In Mar Long Ba 's So Long a Letter, the author is using female characters to draw a dichotomy that exists in Senegalese society. A clear contrast between traditional cultural practice and modern ideology that exists in revolutionary and free thinking women forms a clear line between these two extreme opposing views. Ramatoulaye, Daba, Aissatou are important persons in the novel and show contemporary roles and ideas of women by comparing their cultural norms.

In So Long a Letter, the author Mariama Ba is struggling to cope with the changing social situation and the role that women play in it.

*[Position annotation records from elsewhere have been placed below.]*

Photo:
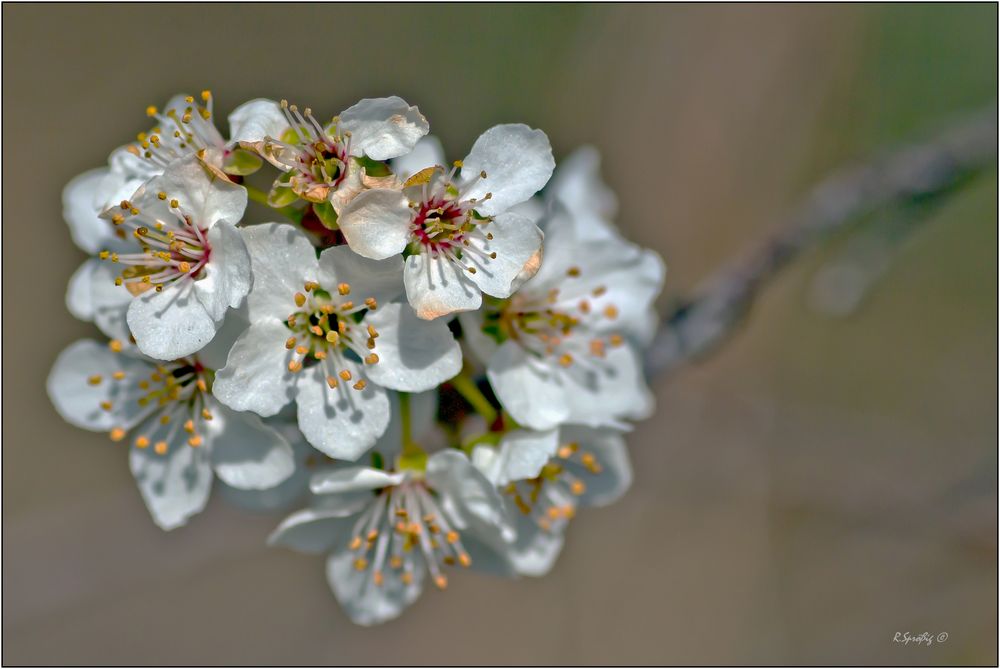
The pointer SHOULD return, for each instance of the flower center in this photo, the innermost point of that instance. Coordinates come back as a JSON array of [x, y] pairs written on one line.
[[550, 498], [182, 131], [173, 247], [403, 521], [171, 402], [554, 324], [327, 330]]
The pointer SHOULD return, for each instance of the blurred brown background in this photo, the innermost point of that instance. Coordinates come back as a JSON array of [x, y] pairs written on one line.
[[816, 487]]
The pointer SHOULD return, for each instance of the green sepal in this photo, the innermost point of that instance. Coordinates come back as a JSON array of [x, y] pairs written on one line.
[[242, 162], [326, 213]]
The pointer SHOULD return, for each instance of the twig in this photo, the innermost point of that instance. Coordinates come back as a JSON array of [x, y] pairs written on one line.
[[910, 174]]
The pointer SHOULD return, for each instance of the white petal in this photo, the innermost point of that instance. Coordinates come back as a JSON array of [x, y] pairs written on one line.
[[363, 601], [383, 128], [341, 422], [427, 153], [414, 354], [282, 259], [435, 287], [79, 300], [376, 224], [521, 455], [529, 389], [172, 323], [256, 376], [205, 197], [352, 479], [175, 486], [516, 241], [226, 278], [380, 279], [517, 161], [78, 400], [608, 447], [246, 453], [254, 120], [110, 302], [470, 496], [314, 530], [81, 206]]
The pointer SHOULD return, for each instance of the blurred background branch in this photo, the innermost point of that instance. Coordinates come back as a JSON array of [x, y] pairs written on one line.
[[913, 178]]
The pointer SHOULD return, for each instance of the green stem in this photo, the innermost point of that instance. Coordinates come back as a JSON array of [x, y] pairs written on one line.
[[468, 389], [257, 195]]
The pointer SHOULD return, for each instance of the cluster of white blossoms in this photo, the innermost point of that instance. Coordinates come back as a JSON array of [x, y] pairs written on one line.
[[435, 360]]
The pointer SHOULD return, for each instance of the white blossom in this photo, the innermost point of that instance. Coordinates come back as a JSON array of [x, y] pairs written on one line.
[[327, 334], [179, 433], [461, 238]]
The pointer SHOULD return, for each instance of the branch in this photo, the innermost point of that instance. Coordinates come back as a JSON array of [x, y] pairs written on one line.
[[914, 173]]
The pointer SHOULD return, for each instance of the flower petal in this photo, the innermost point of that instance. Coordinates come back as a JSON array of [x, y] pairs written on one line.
[[515, 240], [172, 323], [364, 602], [246, 453], [426, 153], [383, 128], [282, 260], [175, 486], [529, 389], [75, 395], [378, 279], [226, 278], [435, 287], [518, 162], [313, 530], [341, 422], [254, 120], [413, 354], [376, 224], [256, 376], [352, 479]]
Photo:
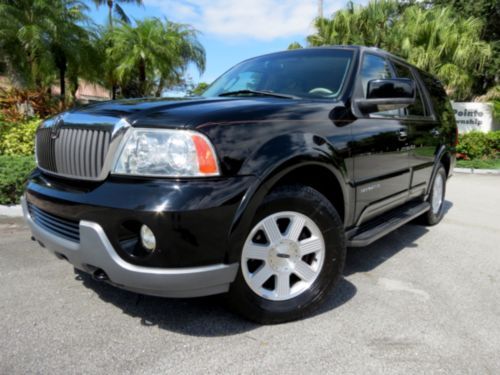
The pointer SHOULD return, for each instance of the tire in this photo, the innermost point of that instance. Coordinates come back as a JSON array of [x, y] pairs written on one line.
[[436, 198], [320, 246]]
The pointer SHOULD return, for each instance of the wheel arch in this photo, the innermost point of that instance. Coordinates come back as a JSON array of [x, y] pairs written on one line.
[[325, 177]]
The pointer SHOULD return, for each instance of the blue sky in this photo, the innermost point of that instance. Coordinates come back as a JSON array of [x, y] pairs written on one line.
[[234, 30]]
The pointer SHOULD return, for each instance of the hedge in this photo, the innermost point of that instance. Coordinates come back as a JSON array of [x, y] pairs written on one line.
[[18, 138], [14, 170], [478, 145]]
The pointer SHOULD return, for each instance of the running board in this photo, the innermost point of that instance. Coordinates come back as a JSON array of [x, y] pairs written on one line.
[[382, 225]]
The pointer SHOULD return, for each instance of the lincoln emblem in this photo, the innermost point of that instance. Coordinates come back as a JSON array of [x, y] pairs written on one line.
[[54, 133]]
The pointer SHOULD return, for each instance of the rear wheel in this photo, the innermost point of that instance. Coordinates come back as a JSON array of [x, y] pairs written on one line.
[[436, 198], [292, 257]]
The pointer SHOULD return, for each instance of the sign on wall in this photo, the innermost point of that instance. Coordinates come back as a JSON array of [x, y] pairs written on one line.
[[473, 116]]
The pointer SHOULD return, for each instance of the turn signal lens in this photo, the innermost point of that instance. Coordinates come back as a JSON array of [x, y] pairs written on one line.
[[166, 153], [206, 158]]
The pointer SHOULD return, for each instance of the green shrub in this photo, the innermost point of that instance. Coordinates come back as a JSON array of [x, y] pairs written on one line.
[[478, 145], [18, 138], [14, 170]]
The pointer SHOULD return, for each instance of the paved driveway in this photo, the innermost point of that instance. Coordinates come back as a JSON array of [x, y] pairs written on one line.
[[421, 300]]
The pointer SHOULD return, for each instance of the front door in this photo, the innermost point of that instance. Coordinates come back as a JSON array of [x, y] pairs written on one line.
[[380, 150]]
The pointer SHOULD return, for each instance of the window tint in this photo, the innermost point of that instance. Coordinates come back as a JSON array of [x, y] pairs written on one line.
[[418, 108], [374, 67]]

Through the adult life different from the past shared by Rama and Aisatou, Ba tells a story that Ba can create women a new space and role for themselves and their daughters by crushing tradition in many ways I will draw.

Women play an important role in African society. In Alifa Rifaat and Mariama Ba's So Long A Letter minaret, women are drawn as close to reality as possible. Their fight and desire, as to why women do what they do, as to why they can not leave, there is no life of men, why men behave like doing it Will be explained. All these problems show that Africa's women have maintained Africa truly after all these experiences. Without women, the African continent may be lagging behind the present. Fortunately, as Ali Mazrui imagined in his documentary program "African: Triple Heritage", most people know this.

As in Maria MaB's So Long a Letter, feminist texts are hardly studied in West Africa. Maria Maba, born in Senegal in 1929, is an idol of African literature and advertises her work as a "modern Muslim woman" as a writer. Her novel was recognized almost immediately, and So Long a Letter, published in 1981, won the prestigious Noma Writing Award. This text was originally written in French and later translated into English. It has been translated into more than a dozen languages ​​and continues to be one of the most studied feminist literary texts in the world as it criticizes the role of marriage system and religion in repressing women. Like Olive Schreiner who wrote about 80 years ago, Bâ is interested in commenting on women's experiences.